19. Büyü ♠

110K 7.4K 882
                                    

Arabanın ön camına düşen aceleci yağmur damlaları, alacakaranlık
havaya yaraşır bir şekilde metalik renkteydi. Bakışlarımı mıhlanmış gibi damlaların üzerine sabitledim. Her damla bir öncekinin akıbetini paylaşırcasına birbiri ardına akıp gidiyordu.
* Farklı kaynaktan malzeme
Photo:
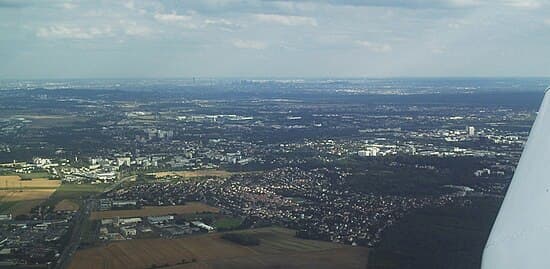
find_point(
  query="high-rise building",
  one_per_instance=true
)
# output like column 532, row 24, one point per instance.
column 471, row 130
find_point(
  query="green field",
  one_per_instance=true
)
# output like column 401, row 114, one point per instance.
column 228, row 223
column 5, row 206
column 278, row 248
column 74, row 192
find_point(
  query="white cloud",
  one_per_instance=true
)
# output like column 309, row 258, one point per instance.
column 376, row 47
column 527, row 4
column 73, row 32
column 286, row 20
column 69, row 5
column 131, row 28
column 249, row 44
column 222, row 22
column 172, row 18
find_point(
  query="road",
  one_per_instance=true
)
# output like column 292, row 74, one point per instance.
column 80, row 218
column 76, row 235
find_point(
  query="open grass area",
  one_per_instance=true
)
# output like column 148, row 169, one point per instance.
column 66, row 205
column 75, row 192
column 196, row 173
column 228, row 223
column 31, row 182
column 278, row 249
column 189, row 208
column 18, row 196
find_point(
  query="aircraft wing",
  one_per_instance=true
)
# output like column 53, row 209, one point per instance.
column 520, row 237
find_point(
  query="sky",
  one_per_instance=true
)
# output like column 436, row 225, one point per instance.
column 52, row 39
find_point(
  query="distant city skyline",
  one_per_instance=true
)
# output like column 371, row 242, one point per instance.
column 59, row 39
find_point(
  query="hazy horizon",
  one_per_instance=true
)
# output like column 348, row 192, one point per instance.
column 60, row 39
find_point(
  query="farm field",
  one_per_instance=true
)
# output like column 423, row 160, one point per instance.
column 278, row 249
column 20, row 196
column 66, row 205
column 15, row 182
column 189, row 208
column 196, row 173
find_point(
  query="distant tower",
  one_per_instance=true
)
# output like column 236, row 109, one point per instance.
column 471, row 130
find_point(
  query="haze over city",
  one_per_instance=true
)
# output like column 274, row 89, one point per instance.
column 232, row 38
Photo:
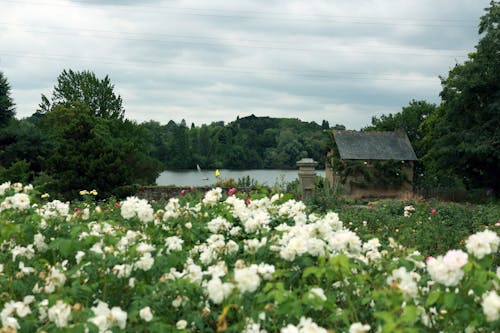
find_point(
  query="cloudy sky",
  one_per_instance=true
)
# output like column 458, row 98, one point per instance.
column 203, row 61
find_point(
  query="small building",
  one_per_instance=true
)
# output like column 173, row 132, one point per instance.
column 371, row 164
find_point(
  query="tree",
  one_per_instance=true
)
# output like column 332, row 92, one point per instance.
column 7, row 106
column 91, row 152
column 409, row 119
column 463, row 137
column 86, row 88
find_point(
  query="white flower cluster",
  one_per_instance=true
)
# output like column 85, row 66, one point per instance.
column 172, row 209
column 491, row 305
column 17, row 187
column 134, row 206
column 306, row 325
column 19, row 201
column 324, row 236
column 404, row 281
column 105, row 318
column 447, row 270
column 213, row 196
column 359, row 328
column 12, row 309
column 60, row 314
column 54, row 208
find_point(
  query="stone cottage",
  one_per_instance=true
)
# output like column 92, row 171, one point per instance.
column 371, row 164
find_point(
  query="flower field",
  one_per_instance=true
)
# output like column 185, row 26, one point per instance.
column 226, row 263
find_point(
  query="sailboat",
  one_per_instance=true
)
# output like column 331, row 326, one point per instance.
column 199, row 170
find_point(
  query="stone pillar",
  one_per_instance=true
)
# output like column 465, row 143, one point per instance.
column 307, row 174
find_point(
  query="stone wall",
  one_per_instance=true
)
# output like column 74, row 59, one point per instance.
column 166, row 192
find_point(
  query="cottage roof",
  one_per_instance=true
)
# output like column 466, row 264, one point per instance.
column 374, row 145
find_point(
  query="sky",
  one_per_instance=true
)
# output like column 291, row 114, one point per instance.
column 214, row 60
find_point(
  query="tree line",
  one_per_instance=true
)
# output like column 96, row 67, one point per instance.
column 79, row 138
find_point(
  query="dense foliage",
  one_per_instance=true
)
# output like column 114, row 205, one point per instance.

Su birikintisine giren tekerleklerin sıçrattığı çamurlu sudan nasibini alan kaldırımlar arkamızdan söverken, tedirginlikle harmanlanan düşüncelerim tiz bir çığlık attı ve ihtiyarın sözleri zihnimde milyon kez yankılandı.

"O ihtiyarın her söylediğine inanma." Dakikalar süren sessizliği karakteristik sesiyle bozduğunda irkilerek başımı sürücü koltuğa çevirdim. Bir kez daha yokluğu karşıladı beni.

"O zaman neden yanına gittik, neden merak ettiklerini ona
sorma gereği duyuyorsun?"

Onun güçlü sesine karşın, sinek vızıltısı kalacak derecede
inceydi sesim. Belki de beni ciddiye almayışının en önemli sebeplerinden biri de buydu; sesim kadar güçsüz olan bedenim ve
ruhum sözlerimin tüm ehemmiyetini sömürüyordu.

"Bozuk saat bile günde iki kez doğruyu gösterir," dedi kendinden
emin tonla.

"Kardeşini geri almak için beni öldürmen gerektiği konusunda
araftasın o zaman."

Kendimden beklemediğim bir biçimde cesaret isteyen sorular
sormam, cümlemin bitiminde akıbetimi suratıma vuruyordu.

Gelirken kısacık süren yol, son sorduğum sorunun yanıtını bekleme süresiyle dönerken daha uzun gelmişti sanki.

Aldığı rahatsız nefesler ilmek ilmek huzursuz havaya karıştı-
ğında, "Bunu seninle konuşmayacağım," dedi.

"Ölmekten korkmuyorum," diye itiraf ettim. Öyleydi de.
Nihayetinde bu şehirde ölmek benim için sonsuza dek yok oluş demekti; benim korktuğum şeyse yok olmak değil sevdiklerimden
uzakta oradan oraya savrulup gitmekti, şimdi olduğu gibi.

"İğneden bile korkan bir kız, ölümden korkmuyor öyle mi?"
Sesindeki alayı göz ardı ederek sanki görüyormuşum gibi olduğu
tarafa bakmaya devam ettim. "Buna inanmadım."

Sıkıntılı bir nefes alıp, sırtımı koltukla bütünleştirdim. "İnanıp
inanmamak senin seçimin, müstakbel katilimin hakkımda ne
düşündüğünü pek umursamıyorum açıkçası."

Çıkışan cümlelerime öfkeli bir karşılık beklerken sergilediği
sükût beni şaşırtmıştı. Sonumu bilmek mi çenemin bağını çözmüştü bilemiyordum fakat konuştukça konuşasım geliyordu.
Geldiğimiz yollardan farklı olarak, yapıların daha yoğun olduğu bir caddeye dönüş yaptığımızda rotasının ev olmadığını anladım.

"Nereye gidiyoruz?"

"Gidince görürsün."

"Söylesen olmaz mı?" Midemdeki minik mehter takımı araba
salladıkça sedasını artırıyordu, bundan rahatsızlık duyarak avucumu oraya bastırıp sıktım.

"Bir şeyler yiyeceğiz," demesiyle yanaklarımın kızardığını hissettim.
Bu adamdan hiçbir detay kaçmıyordu kesinlikle.

"Ne yiyeceğiz?"

"Dürüm."

"Dürümcü mü var burada?"

"Evet."

"Ama burada hiç hayvan yok ki."

"Etle yaptıklarını kim söyledi."

Bezmiş sesi duyularıma intikal
ederken aramızda geçen diyaloglar kısa ve netti.